Nadat ik al mijn vaardagen als matroos bij elkaar had wilde ik natuurlijk als stuurman gaan varen. Maar Wagenborg stond toen ook op het punt van failliet gaan. Ze moesten schepen verkopen en dus was er geen plek voor mij als stuurman. Ik kon wel als matroos blijven maar dat was voor mij natuurlijk geen optie. Werk als beginnend stuurman was ook niet makkelijk te vinden dus dan maar weer naar school. Derde stuurman Grote Handels Vaart. Dit diploma behaalde ik in 1985 en daarna vond ik werk bij Vertom in Rotterdam. De rederijnaam bestaat nog steeds maar is een hele andere rederij inmiddels. Vertom, genoemd naar de vrouw van de oprichter Vera Tomson, had twee schepen, de Carla en de Louise, later kwam nog de Lee Francis. (schepen genoemd naar de dochters van de oprichter). Ik kwam als stuurman op de Carla en later ook op de Louise. De schepen voeren vanuit Europa naar de Carib en zuid-Amerika. (in samenwerking met KNSM-Kroonenburg).
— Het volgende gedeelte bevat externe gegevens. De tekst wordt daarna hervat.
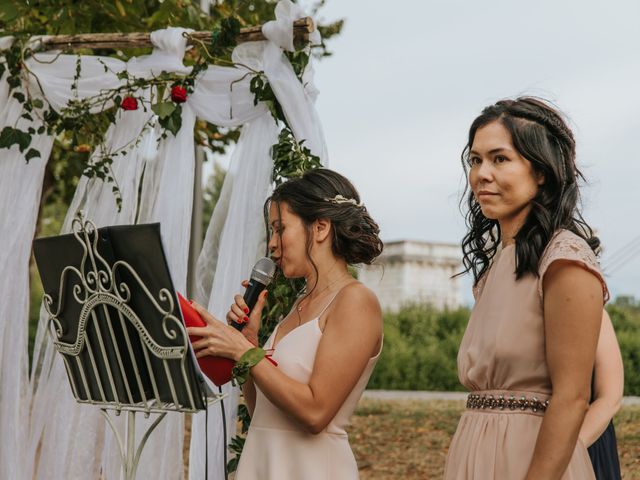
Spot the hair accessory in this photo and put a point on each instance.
(339, 199)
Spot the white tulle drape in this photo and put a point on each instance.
(70, 441)
(235, 237)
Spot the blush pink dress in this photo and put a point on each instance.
(279, 448)
(503, 353)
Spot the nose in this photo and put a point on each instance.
(484, 172)
(273, 243)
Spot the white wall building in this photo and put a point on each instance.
(415, 272)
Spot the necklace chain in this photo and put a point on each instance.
(301, 307)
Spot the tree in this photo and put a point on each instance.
(71, 149)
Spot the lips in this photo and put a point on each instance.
(486, 194)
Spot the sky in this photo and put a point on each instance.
(407, 79)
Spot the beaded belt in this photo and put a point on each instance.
(491, 402)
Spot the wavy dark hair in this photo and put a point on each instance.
(540, 134)
(310, 196)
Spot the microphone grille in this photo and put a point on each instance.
(264, 270)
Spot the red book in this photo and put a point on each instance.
(218, 369)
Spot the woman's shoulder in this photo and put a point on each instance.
(565, 244)
(356, 293)
(572, 248)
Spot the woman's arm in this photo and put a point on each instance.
(351, 336)
(608, 384)
(572, 316)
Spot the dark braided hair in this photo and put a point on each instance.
(540, 135)
(312, 197)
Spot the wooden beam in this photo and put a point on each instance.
(301, 30)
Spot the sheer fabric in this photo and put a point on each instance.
(67, 440)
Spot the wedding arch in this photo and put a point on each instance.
(141, 170)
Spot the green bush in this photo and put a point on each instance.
(421, 345)
(420, 349)
(625, 316)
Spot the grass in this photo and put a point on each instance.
(409, 439)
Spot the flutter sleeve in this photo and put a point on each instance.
(568, 246)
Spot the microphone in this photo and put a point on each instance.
(261, 276)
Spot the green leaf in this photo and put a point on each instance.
(163, 109)
(32, 153)
(12, 136)
(173, 122)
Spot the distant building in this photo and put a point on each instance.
(415, 272)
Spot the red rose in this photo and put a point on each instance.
(129, 103)
(179, 94)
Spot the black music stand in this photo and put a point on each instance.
(115, 320)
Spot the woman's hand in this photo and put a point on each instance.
(217, 339)
(220, 340)
(239, 313)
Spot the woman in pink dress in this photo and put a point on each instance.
(528, 352)
(325, 348)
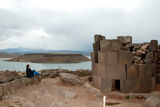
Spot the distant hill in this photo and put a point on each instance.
(51, 58)
(9, 55)
(26, 50)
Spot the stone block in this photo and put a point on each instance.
(140, 85)
(1, 91)
(132, 71)
(149, 58)
(142, 71)
(105, 45)
(157, 68)
(101, 57)
(112, 58)
(132, 86)
(122, 85)
(148, 84)
(98, 37)
(125, 39)
(97, 82)
(93, 57)
(100, 70)
(150, 70)
(116, 72)
(25, 81)
(116, 45)
(96, 47)
(124, 57)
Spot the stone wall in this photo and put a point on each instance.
(11, 81)
(119, 64)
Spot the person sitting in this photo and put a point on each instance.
(30, 73)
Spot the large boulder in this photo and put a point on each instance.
(71, 79)
(153, 101)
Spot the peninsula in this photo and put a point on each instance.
(51, 58)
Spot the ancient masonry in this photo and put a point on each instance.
(11, 81)
(119, 64)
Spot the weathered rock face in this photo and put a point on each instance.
(51, 58)
(71, 79)
(122, 65)
(11, 81)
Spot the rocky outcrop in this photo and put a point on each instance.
(50, 58)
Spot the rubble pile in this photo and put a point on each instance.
(11, 81)
(122, 65)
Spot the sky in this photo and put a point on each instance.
(72, 24)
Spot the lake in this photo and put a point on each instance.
(20, 66)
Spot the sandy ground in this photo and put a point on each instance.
(47, 94)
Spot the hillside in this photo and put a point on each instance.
(51, 58)
(9, 55)
(28, 51)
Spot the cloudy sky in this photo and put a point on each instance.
(71, 24)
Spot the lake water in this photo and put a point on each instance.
(20, 66)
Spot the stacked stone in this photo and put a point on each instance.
(11, 81)
(114, 65)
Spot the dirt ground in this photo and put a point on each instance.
(47, 94)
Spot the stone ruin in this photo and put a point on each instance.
(10, 81)
(119, 64)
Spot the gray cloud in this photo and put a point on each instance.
(49, 29)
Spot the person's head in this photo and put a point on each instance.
(28, 66)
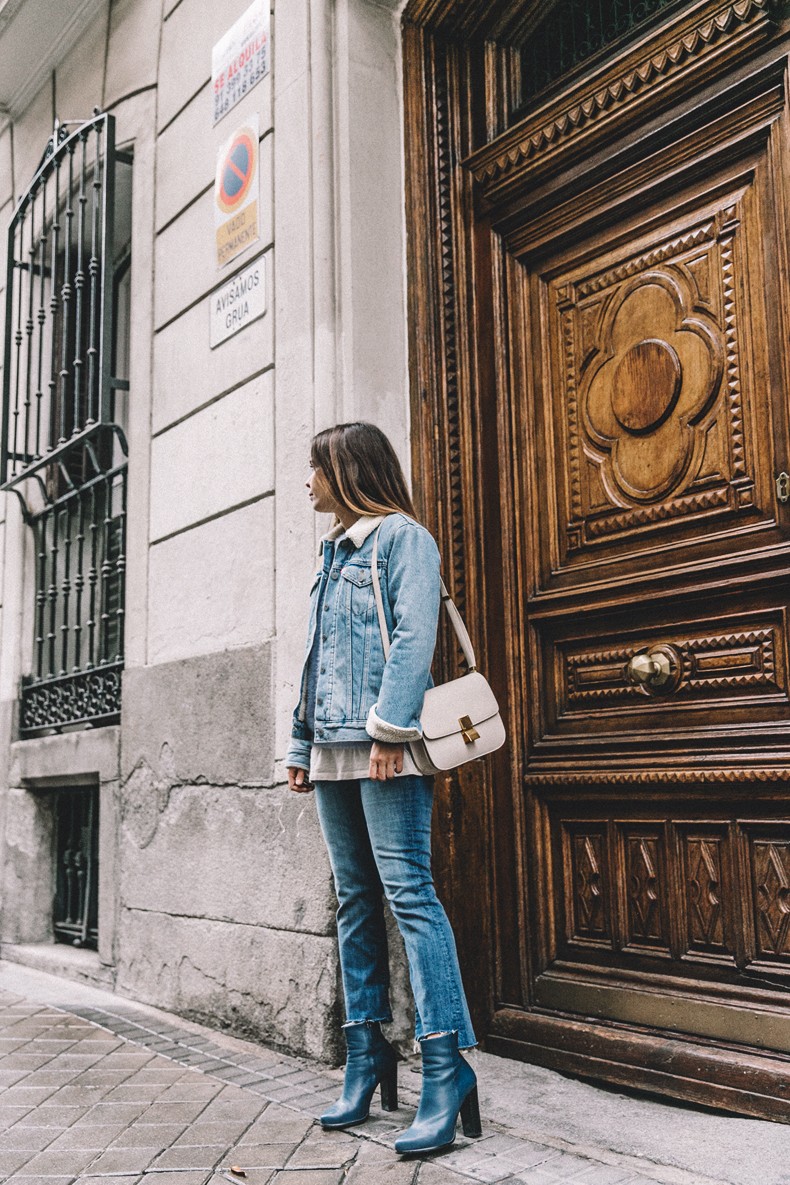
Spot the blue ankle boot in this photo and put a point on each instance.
(449, 1087)
(371, 1061)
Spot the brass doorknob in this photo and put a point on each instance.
(655, 670)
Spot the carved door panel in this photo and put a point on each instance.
(643, 401)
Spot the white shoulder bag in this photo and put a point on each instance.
(460, 719)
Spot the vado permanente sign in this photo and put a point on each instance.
(238, 301)
(237, 192)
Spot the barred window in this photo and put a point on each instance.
(64, 410)
(572, 32)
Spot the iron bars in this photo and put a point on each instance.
(57, 382)
(76, 896)
(573, 31)
(79, 594)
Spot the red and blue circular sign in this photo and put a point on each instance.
(236, 172)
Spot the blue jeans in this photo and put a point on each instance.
(379, 840)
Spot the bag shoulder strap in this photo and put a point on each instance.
(456, 620)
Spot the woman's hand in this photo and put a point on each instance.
(386, 761)
(297, 781)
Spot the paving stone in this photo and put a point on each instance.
(194, 1157)
(325, 1151)
(95, 1137)
(113, 1180)
(59, 1160)
(225, 1133)
(148, 1135)
(310, 1177)
(123, 1160)
(174, 1178)
(430, 1173)
(27, 1139)
(11, 1160)
(259, 1155)
(24, 1179)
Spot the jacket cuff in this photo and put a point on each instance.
(299, 754)
(389, 734)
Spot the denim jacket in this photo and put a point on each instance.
(358, 695)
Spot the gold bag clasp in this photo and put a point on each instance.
(468, 730)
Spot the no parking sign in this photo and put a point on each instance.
(237, 193)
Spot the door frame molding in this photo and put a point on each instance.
(461, 75)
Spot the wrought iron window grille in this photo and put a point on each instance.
(572, 33)
(64, 449)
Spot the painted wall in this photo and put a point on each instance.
(216, 898)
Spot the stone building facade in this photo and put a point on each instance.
(213, 895)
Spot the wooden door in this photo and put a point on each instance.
(623, 309)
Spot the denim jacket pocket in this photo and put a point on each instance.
(358, 584)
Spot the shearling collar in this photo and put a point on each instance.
(358, 532)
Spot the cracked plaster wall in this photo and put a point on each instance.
(216, 896)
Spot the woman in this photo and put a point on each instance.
(352, 726)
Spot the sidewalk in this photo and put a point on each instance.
(102, 1090)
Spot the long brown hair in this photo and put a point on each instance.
(361, 469)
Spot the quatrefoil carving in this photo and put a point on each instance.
(650, 388)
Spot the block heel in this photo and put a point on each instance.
(449, 1088)
(470, 1115)
(371, 1061)
(390, 1089)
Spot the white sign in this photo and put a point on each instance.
(237, 193)
(241, 300)
(241, 59)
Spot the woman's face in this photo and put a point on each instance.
(323, 500)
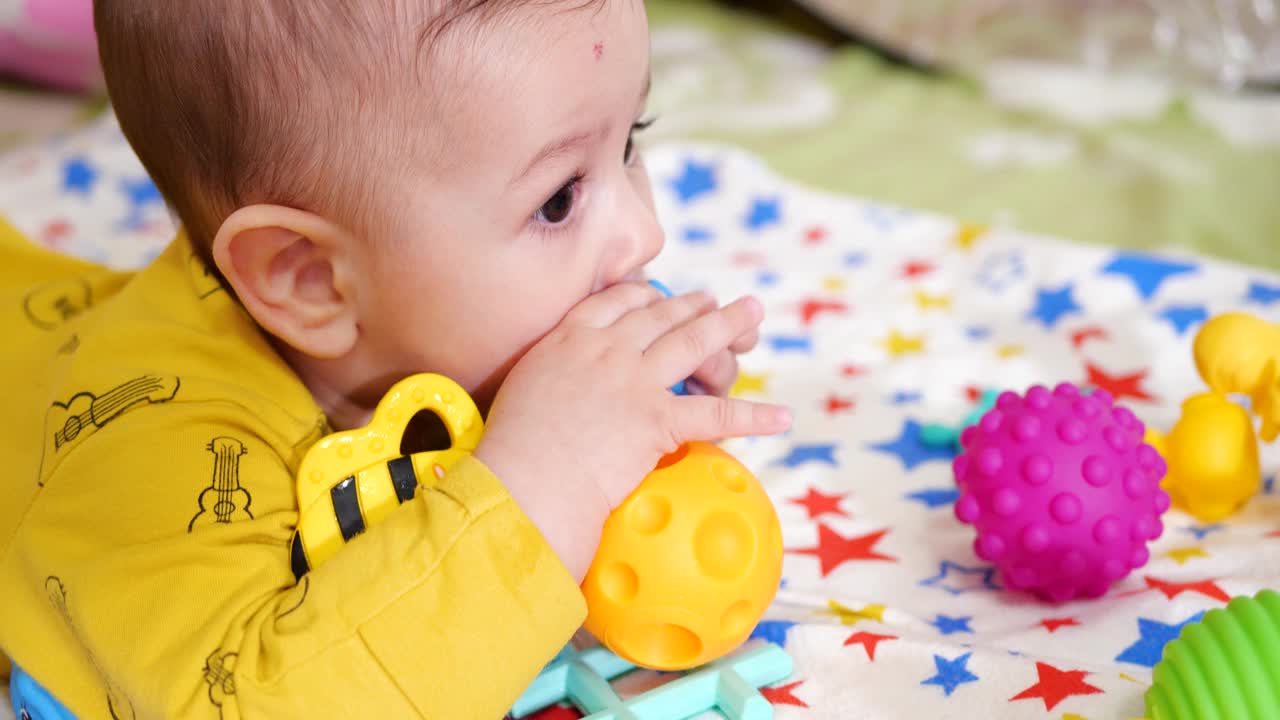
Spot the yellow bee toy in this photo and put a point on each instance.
(686, 565)
(351, 481)
(1212, 450)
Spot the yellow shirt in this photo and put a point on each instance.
(127, 396)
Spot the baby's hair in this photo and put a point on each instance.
(305, 104)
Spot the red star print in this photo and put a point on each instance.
(917, 268)
(1052, 624)
(819, 504)
(810, 309)
(1084, 335)
(56, 232)
(1055, 686)
(784, 695)
(557, 712)
(833, 550)
(1119, 386)
(836, 405)
(1208, 588)
(868, 641)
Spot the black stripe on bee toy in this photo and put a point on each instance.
(403, 478)
(346, 509)
(298, 557)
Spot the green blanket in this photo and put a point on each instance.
(938, 144)
(844, 121)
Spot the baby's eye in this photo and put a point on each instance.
(561, 205)
(629, 155)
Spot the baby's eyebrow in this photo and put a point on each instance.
(566, 145)
(556, 149)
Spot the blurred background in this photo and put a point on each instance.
(1138, 123)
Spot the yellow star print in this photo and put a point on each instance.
(849, 616)
(927, 301)
(833, 283)
(748, 382)
(969, 235)
(1183, 554)
(899, 345)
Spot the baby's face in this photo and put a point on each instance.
(535, 199)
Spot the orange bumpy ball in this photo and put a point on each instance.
(688, 564)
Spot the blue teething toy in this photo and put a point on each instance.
(681, 388)
(33, 702)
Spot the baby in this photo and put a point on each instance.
(368, 190)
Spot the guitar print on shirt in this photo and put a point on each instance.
(67, 424)
(224, 500)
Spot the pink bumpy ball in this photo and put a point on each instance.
(1063, 491)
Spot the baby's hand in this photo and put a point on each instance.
(718, 374)
(586, 413)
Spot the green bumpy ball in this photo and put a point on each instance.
(1224, 668)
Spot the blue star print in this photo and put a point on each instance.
(803, 454)
(1001, 272)
(981, 578)
(773, 630)
(1051, 305)
(764, 213)
(1264, 294)
(696, 181)
(932, 499)
(1201, 531)
(1184, 317)
(140, 194)
(951, 673)
(1152, 637)
(1146, 272)
(951, 625)
(910, 450)
(78, 176)
(786, 343)
(698, 236)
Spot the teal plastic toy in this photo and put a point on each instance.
(949, 436)
(1224, 668)
(728, 686)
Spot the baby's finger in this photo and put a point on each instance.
(643, 327)
(677, 354)
(746, 342)
(718, 373)
(604, 308)
(711, 419)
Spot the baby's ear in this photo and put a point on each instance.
(288, 269)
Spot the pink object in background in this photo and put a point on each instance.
(50, 42)
(1063, 491)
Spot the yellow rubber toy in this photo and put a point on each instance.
(1212, 458)
(688, 564)
(1239, 354)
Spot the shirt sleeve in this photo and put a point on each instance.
(446, 609)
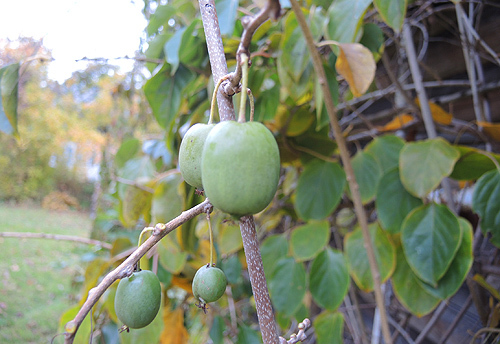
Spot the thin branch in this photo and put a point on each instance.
(80, 240)
(455, 322)
(424, 102)
(253, 257)
(272, 9)
(428, 327)
(344, 153)
(127, 267)
(216, 56)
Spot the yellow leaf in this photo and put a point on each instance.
(356, 64)
(397, 123)
(439, 115)
(491, 129)
(174, 331)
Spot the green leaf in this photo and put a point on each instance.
(295, 56)
(9, 82)
(408, 290)
(319, 189)
(473, 163)
(393, 12)
(486, 202)
(217, 330)
(229, 239)
(385, 149)
(287, 285)
(168, 201)
(393, 202)
(430, 237)
(271, 250)
(422, 165)
(344, 20)
(460, 266)
(248, 336)
(164, 93)
(128, 150)
(368, 173)
(357, 259)
(226, 11)
(329, 279)
(308, 240)
(329, 327)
Maar dat duurde niet lang. Met dank aan Ronnie Brunswijk, een Surinaams-Aukaanse ex-rebellenleider, kwam de aanvoer van retourlading vanuit Suriname naar Nederland stil te liggen. Hierdoor bleven wij meer in zuid-Amerika hangen en hebben we prachtige reizen in het Amazone-delta gebied gemaakt. Hier werd bij diverse houtzagerijtjes bij de indianen tropisch hardhout geladen dat dan weer naar noord-Amerika ging. Ook zijn we een keer in Paraguay geweest, een bijzondere bestemming. (Bij Buenos Aires de rivier op en dan nog een roteind door Uruguay en Brazilië). Na mijn periode bij Vertom, want ook daar gingen ze uitvlaggen en met goedkopere bemanningen varen, ben ik weer naar school gegaan voor het diploma tweede stuurman Grote Handels Vaart.
Na deze schoolperiode was ik het varen eigenlijk meer dan zat. Ik solliciteerde toen bij de Rijksluchtvaartschool om een opleiding tot vlieger te volgen. Door de testen kwam ik glansrijk maar ze wisten niet wat ze met mijn diploma’s aan moesten. Uiteindelijk besloten ze dat ik toegelaten zou worden als ik het diploma eerste stuurman Grote Handels Vaart zou bezitten. Maar dat had ik nog niet. De leeftijdsgrens voor toelating tot de Rijksluchtvaartschool was 26 jaar en voor die tijd kon ik onmogelijk dit diploma hebben. Toen werd men pas toegelaten tot de rangenopleiding nadat er voldoende vaartijd was behaald. Dus toch maar blijven varen.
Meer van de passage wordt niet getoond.